Desktop hosting service

Applies to: Windows Server 2022, Windows Server 2019, Windows Server 2016

This article will tell you more about the desktop hosting service's components.

Tenant environment

As described in Remote Desktop service roles, each role plays a distinct part in the tenant environment.

The provider's desktop hosting service is implemented as a set of isolated tenant environments. Each tenant's environment consists of a storage container, a set of virtual machines, and a combination of Azure services, all communicating over an isolated virtual network. Each virtual machine contains one or more of the components that make up the tenant's hosted desktop environment. The following subsections describe the components that make up each tenant's hosted desktop environment.

Active Directory Domain Services

Active Directory Domain Services (AD DS) provides the domain and forest information, such that the tenant's users can sign in to the desktops and applications to carry out their workloads. This also enables you to set up or connect to required file shares and databases that may be required for Windows applications.

The tenant's forest does not require any trust relationship with the provider's management forest. A domain administrator account may be set up in the tenant's domain to allow the provider's technical personnel to perform administrative tasks in the tenant's environment (such as monitoring system status and applying software updates) and to assist with troubleshooting and configuration.

There are multiple ways to deploy AD DS:

  1. Enable Microsoft Entra Domain Services in the tenant's virtual networking environment. This will create a managed AD DS instance for the tenant based on the users and groups that exist in Microsoft Entra ID.
  2. Set up a stand-alone AD DS server in the tenant's virtual networking environment. This gives you all of the full control of the AD DS instance running on virtual machines.
  3. Create a site-to-site VPN connection to an AD DS server located on the tenant's premises. This allows the tenant to connect to their existing AD DS instance and reduce duplication of users, groups, organizational units, and so on.

For more information, see the following articles:

SQL database

A highly-available SQL database is used by the Remote Desktop Connection Broker to store deployment information, such as the mapping of current users' connections to the host servers.

There are multiple ways to deploy an SQL database:

  1. Create an Azure SQL Database in the tenant's environment. This provides you with the functionality of a redundant SQL database without you having to manage the servers themselves. This also allows you to pay for what you consume instead of investing in infrastructure.
  2. Create an SQL Server AlwaysOn cluster. This allows you to leverage existing SQL Server infrastructure and gives you complete control over the SQL Server instances.

For more information about how to set up a highly-available SQL database infrastructure, see the following articles:

File server

The file server uses the Server Message Block (SMB) 3.0 protocol to provide shared folders. These shared folders are used to create and store user profile disk files (.vhdx) to back up data and let users share data with each other within the tenant's cloud service.

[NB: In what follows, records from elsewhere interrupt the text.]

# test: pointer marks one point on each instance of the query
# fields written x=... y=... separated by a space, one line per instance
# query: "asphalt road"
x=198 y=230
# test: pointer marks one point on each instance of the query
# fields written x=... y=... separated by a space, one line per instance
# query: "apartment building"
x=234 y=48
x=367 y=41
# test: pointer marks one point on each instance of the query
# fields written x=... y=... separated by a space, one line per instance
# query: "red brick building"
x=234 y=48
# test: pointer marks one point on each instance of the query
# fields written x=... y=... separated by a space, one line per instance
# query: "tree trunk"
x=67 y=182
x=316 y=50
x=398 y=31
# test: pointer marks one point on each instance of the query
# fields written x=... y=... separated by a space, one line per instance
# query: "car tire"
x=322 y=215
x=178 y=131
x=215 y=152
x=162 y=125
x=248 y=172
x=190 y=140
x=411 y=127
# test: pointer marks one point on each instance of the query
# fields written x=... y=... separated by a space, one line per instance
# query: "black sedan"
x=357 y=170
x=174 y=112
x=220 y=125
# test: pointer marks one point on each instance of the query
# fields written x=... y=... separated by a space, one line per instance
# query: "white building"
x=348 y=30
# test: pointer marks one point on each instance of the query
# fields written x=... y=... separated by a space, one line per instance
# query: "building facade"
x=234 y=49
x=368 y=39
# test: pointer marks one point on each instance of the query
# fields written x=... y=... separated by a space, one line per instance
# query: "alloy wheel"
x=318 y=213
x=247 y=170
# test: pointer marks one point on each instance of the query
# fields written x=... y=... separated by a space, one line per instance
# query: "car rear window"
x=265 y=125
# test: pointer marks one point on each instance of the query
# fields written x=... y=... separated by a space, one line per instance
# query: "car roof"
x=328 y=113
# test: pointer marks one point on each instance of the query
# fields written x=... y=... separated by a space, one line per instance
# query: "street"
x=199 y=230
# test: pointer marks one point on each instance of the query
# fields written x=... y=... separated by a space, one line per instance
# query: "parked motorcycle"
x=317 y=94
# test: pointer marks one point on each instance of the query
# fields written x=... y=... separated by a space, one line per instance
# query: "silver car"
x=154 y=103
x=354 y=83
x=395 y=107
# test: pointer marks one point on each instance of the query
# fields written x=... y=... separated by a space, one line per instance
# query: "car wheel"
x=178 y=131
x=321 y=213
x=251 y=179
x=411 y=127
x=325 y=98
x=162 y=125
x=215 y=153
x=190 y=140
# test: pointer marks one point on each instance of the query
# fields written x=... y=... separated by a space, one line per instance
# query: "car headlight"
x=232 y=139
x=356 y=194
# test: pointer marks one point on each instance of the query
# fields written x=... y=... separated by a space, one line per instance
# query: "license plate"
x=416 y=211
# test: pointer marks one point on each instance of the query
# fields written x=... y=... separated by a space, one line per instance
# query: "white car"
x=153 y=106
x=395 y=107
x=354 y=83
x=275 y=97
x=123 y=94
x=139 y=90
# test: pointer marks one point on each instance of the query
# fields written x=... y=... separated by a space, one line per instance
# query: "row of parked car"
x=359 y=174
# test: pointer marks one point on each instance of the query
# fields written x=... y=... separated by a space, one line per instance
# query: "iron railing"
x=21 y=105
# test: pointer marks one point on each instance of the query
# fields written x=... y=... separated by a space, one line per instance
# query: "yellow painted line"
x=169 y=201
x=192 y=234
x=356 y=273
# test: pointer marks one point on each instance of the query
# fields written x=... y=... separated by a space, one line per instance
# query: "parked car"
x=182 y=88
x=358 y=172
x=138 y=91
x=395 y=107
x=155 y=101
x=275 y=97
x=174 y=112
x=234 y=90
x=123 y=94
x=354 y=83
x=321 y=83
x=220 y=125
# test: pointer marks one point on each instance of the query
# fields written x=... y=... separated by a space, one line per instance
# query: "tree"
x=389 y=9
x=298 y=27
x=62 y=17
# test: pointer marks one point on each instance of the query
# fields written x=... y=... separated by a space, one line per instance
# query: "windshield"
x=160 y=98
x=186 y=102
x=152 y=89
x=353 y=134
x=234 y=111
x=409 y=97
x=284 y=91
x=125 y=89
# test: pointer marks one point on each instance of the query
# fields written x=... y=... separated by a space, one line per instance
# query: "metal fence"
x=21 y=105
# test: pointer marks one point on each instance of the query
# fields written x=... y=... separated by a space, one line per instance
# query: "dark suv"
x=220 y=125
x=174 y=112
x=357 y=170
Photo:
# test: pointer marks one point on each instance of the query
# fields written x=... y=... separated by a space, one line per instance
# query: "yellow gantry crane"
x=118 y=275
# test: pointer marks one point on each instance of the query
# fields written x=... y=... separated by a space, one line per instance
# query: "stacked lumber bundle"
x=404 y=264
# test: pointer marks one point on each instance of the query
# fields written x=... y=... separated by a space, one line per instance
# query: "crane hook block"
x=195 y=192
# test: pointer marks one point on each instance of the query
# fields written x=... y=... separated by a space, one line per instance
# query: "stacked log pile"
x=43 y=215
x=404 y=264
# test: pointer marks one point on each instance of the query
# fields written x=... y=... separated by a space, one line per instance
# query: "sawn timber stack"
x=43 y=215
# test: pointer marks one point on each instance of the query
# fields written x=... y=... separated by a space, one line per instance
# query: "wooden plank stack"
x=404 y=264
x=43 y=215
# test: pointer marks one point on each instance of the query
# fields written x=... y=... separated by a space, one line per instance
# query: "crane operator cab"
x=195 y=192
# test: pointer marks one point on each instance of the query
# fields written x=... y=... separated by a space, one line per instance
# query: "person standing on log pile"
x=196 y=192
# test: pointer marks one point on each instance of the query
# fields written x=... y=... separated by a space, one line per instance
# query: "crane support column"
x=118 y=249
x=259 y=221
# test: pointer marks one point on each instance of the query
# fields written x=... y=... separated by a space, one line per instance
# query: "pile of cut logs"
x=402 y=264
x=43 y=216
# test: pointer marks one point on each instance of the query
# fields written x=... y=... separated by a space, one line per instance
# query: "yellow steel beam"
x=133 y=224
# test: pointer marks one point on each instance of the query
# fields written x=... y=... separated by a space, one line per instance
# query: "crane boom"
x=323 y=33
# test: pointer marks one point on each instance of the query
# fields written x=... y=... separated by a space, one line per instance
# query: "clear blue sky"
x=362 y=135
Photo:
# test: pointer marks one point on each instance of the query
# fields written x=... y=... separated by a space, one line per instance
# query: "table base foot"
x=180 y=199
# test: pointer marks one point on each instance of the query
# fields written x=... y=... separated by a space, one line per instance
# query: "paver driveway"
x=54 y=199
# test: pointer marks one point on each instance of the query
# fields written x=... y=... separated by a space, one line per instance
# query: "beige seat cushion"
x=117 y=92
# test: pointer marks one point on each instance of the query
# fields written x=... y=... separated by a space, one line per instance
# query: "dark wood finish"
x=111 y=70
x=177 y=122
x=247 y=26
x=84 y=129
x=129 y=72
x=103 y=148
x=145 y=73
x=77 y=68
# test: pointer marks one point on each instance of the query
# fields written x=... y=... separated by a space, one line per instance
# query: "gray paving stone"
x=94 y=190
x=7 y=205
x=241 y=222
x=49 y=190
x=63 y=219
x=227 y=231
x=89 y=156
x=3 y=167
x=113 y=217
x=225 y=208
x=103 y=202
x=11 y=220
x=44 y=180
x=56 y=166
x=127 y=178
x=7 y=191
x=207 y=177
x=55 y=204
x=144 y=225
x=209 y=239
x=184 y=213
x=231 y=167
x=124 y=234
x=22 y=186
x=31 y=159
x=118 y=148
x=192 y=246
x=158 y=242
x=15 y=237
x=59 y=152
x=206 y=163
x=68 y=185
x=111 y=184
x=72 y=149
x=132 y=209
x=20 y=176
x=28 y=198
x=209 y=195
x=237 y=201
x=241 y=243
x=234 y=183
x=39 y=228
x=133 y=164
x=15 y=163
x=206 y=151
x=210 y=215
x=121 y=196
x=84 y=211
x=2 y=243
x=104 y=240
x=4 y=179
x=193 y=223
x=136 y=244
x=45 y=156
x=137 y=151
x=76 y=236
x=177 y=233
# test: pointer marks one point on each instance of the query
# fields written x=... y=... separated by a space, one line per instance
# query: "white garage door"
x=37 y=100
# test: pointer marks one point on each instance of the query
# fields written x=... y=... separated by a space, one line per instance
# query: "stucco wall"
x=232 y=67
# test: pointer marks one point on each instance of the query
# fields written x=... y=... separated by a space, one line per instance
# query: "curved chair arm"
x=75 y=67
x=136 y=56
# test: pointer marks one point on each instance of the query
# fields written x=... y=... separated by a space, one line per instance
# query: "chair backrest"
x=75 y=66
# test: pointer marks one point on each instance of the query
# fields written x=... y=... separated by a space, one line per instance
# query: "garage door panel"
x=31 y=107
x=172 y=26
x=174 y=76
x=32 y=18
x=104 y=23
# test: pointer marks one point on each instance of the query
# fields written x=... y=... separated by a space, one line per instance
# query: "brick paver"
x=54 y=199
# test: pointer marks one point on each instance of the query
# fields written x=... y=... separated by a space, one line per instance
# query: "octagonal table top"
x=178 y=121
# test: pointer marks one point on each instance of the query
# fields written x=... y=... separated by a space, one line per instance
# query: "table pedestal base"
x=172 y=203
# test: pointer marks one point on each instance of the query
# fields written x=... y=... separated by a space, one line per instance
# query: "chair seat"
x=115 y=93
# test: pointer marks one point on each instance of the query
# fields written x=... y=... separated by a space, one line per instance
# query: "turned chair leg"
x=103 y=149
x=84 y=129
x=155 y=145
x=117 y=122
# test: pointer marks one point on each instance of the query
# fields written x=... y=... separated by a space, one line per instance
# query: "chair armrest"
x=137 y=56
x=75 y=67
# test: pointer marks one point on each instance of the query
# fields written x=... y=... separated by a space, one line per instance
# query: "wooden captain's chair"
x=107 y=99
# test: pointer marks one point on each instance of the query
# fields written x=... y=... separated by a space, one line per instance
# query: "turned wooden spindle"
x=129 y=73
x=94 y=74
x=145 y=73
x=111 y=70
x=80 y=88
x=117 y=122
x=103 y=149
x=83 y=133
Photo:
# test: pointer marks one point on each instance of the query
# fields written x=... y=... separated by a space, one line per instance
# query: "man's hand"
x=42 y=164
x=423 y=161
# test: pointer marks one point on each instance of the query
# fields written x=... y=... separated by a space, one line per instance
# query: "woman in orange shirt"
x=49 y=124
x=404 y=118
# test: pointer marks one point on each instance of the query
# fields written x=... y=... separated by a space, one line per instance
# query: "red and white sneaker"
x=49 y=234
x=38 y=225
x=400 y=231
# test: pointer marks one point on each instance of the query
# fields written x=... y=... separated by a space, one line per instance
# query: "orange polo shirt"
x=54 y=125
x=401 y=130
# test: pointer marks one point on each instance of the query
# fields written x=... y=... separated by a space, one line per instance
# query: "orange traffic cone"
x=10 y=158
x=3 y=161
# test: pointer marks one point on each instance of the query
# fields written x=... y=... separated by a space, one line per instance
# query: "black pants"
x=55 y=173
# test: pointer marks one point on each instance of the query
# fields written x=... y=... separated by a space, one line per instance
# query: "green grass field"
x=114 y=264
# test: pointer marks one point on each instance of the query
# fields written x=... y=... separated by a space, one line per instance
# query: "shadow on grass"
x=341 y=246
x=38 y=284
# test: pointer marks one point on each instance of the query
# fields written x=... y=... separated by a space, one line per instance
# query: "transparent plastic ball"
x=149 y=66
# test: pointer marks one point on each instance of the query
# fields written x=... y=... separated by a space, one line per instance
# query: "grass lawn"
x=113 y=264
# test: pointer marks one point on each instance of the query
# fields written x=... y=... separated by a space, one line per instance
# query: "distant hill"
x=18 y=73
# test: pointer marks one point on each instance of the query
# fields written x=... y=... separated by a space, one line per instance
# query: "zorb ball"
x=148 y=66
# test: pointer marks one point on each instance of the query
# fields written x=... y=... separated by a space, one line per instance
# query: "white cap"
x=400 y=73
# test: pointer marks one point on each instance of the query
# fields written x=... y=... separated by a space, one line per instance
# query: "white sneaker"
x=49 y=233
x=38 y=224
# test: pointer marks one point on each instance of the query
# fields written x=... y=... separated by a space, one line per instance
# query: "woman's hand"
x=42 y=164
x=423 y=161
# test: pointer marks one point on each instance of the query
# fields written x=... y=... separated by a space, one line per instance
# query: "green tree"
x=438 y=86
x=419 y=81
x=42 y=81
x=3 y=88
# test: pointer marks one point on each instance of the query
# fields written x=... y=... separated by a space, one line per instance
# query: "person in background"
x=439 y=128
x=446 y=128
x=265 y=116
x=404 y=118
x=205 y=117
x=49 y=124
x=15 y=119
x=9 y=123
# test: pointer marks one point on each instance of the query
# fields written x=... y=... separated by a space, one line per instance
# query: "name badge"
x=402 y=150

The virtual machine that deploys the file server must have an Azure data disk attached and configured with shared folders. Azure data disks use write-through caching, guaranteeing that writes to the disk will not be erased whenever the virtual machine is restarted.

Small tenants can reduce costs by combining the file server and RD Licensing role on a single virtual machine in the tenant's environment.

For more information, see the following articles:

User profile disks

User profile disks allow users to save personal settings and files when they are signed in to a session on an RD Session Host server in one collection, then access the same settings and files when signing in to a different RD Session Host server in the collection. When the user first signs in, the tenant's file server creates a user profile disk that gets mounted to the RD Session Host server that the user is currently connected to. For each subsequent sign-in, the user profile disk is mounted to the appropriate RD Session host server, and it is unmounted with each sign-out. Only the user can access the profile disk's contents.